Regarding binary classification, Mao and Liu [23] presented an approach on the 2019 FACT challenge^{Footnote 4} with Spanish data. The data was labeled in fact and counterfact. The authors said, that their model was overfitting, hence they only had an accuracy of 0.622 as a result. Levi et al. [19] studied the differences between titles and body text of fake news and satire with BERT as a model. Rodriguez and Iglesias [28] compared BERT to two other neural networks with a binary fake news classification. They used the Getting Real About Fake News^{Footnote 5} dataset with additional real news articles. However, Aggarwal et al. [1] tested XGboost, CNN, and BERT with the NewsFN dataset, which is very well balanced into fake and real articles. Their best result was 97.021% Accuracy with the BERT-base-uncased version.

Liu et al. [20] did a multi-classification on short statements with BERT and had an accuracy of 41.58% with additional metadata and 34.51% with statements alone. Antoun et al. [2] used XLNet, RoBERTa and BERT with a dataset from the QICC competition^{Footnote 6} for a binary classification of fake news. Their best model (XLNet) gained an F1-score of 98% accuracy. The second task was a news domain detection, split into six classes: Politics, Business, Sports, Entertainment, Technology, and Education. For this task they used several more models than only the Transformers. RoBERTa gained 94% accuracy, whereas a Bi-LSTM with attention had the same result but an overall better performance. The model was based on word embeddings of ELMo. It has to be mentioned though, that the used dataset only contained 432 articles in total. However, Cruz et al. [6] created a dataset for binary fake news classification for the Filipino language. Additionally, they looked into generalizability across different domains, the influence of pre-training on language models and the effect of attention heads on the prediction output. They used ULMFiT, BERT, and GPT-2 for their experiment, whereas GPT-2 gained the best results with multi-tasking attention heads (96.28% accuracy). The study by Schwarz et al. [31] explored embeddings of multi-lingual Transformers as a framework to detect fake news.

4 Methodology

For this work we used the FakeNewsNet [34,35,36] dataset, which provides news articles that have a binary classification (fake or real) and is automatically updated. Since this work presents a content-based approach, only the body text and titles from the dataset were used. As a ground truth Shu et al. [34] used the fact-checking websites PolitiFact and GossipCop. In this work the following Transformer models were used for the experiments: BERT, RoBERTa, ALBERT, DistilBERT, and XLNet.

4.1 Data Distribution

At the time of downloading the data, the set contained 21,658 news articles. Since in this work the title and body text are needed, all rows, where one of those features was missing, were deleted. After this process the dataset contained 5,053 fake and 15,998 real articles, which are in total 21,041. The mean length of body text was 3408,728 characters, whereas the titles had a length of 59,106. The longest body text in general contained 100,000 and the title 200 characters. The shortest ones 14 (text) and 2 (title). When comparing fake and real body texts it could be observed that the real body texts mean value is about 300 characters longer, whereas the fake titles are about 7 characters longer than real ones. The cleaned dataset was used for the following preprocessing steps and creation of the different files for the experiments.

4.2 Preprocessing

There were different types of preprocessing steps carried out to test, whether the models have different prediction outcomes based on the article length and other factors. The first step was to delete all titles, which were shorter than 20 and longer than 120 characters. Most of the short titles were rather the website names, the articles were published on. Also, the longer titles were often error messages, which the model should not learn the difference of fake and real articles on. This was discovered by going through a sub-sample of titles manually. The same process was used for the body texts, since many short texts were extracted error messages instead of actual content. Therefore, all body texts with more than 10,000 and less than 1,000 characters were deleted. After going through the dataset manually, it stood out that many of the articles that have been labeled as real were transcripts. Transcripts are conversations or interviews, often from politicians and contain mostly spoken word.
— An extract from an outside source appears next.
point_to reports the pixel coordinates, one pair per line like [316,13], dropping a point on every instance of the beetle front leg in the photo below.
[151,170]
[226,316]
Since the dataset contains more real articles than fake ones, it could be a problem for the model to distinguish spoken language and written articles. Based on this examination the second preprocessing step was to remove all articles with more than nineteen colons. The transcripts usually started around 20 colons per body text. All articles contained HTML strings, because the dataset was retrieved by a crawler. It stood out that many fake articles contained [edit], which was the only string that was deleted from the dataset, since there are fewer fake articles and the models should not learn the differences between fake and real based only on this. The last preprocessing step included deleting all non-ASCII signs and digits, to see if this makes any difference when evaluating the experiments. Additionally, the newline tags were deleted for all preprocessed files.

In Table 1 all files, with the various preprocessing steps, are shown. They were split in text only, titles only and the concatenation of titles and text. Depending on the preprocessing steps the smallest dataset has a more balanced distribution than the original data: 3,358 fake and 8,586 real articles, which are in total 11,944. The longest text would be 9,919 and shortest 926 characters long. The titles from 20 up to 120 characters.

Table 1. Preprocessed files.

Full size table

The dataset was split in training set (80%) and test set (20%), which was carried out with a stratified split to balance the classes in both sets. During the implementation of the models, the training set was additionally split into training and validation (10% from training). Depending on the file size and preprocessing steps the classes are more or less balanced (less for the largest dataset). Other standard preprocessing methods, such as removing stop words, punctuation, lemmatization and stemming were not carried out, because the Transformer models need all tokens to understand the context of the sentence. Therefore, valuable information goes missing if the words are cut, deleted or the sentence structure is altered.

Table 2. Used Transformer models for the experiments.

Full size table

5 Experiments

The experiments in this work were carried out five different Transformer models with the PyTorch version of the HuggingFace Transformers library^{Footnote 7} on a GeForce GTX TITAN X as GPU. The used models are also shown in Table 2. They all have the same count of layers except DistilBERT, which is the distilled version of the original BERT model and therefore only has 6 layers instead of 12.

The first experiments were conducted with file no. 1, which is completely preprocessed and only contains body text. This was also used to figure out valuable hyperparameters for the following experiments. The batch size and maximum sequence length was used as recommended by Devlin et al. [8]. After testing different batch sizes, learning rates, warm-up steps, epochs and sequence lengths, the best hyperparameters were used for the other experiments. In this work, we tested the experiments with more than the usual maximum of 5 epochs to gain insight, whether the loss curves change with more epochs and influence the prediction outcomes. First, the different preprocessed body text files were run through the BERT-base-cased model, then the files containing only titles and then the combination of titles and body text. After looking at the results of the BERT-model, the same hyperparameters were used for other Transformer models.

6 Results

As mentioned before, the experiments were split in only body text, only titles and a concatenation of titles and text of the articles. Also, the cased models were used with no lower-casing during tokenization. For only body text, documented in Table 3, the highest accuracy gained was 0.87. For each experiment the best model is highlighted in bold. The first experiment however shows that the models do not work well with a high learning rate, when predicting the labels on this dataset. The best results are gained with RoBERTa, however accuracy values with XLNet are similar. The results show that all models have a good prediction with different hyperparemeters.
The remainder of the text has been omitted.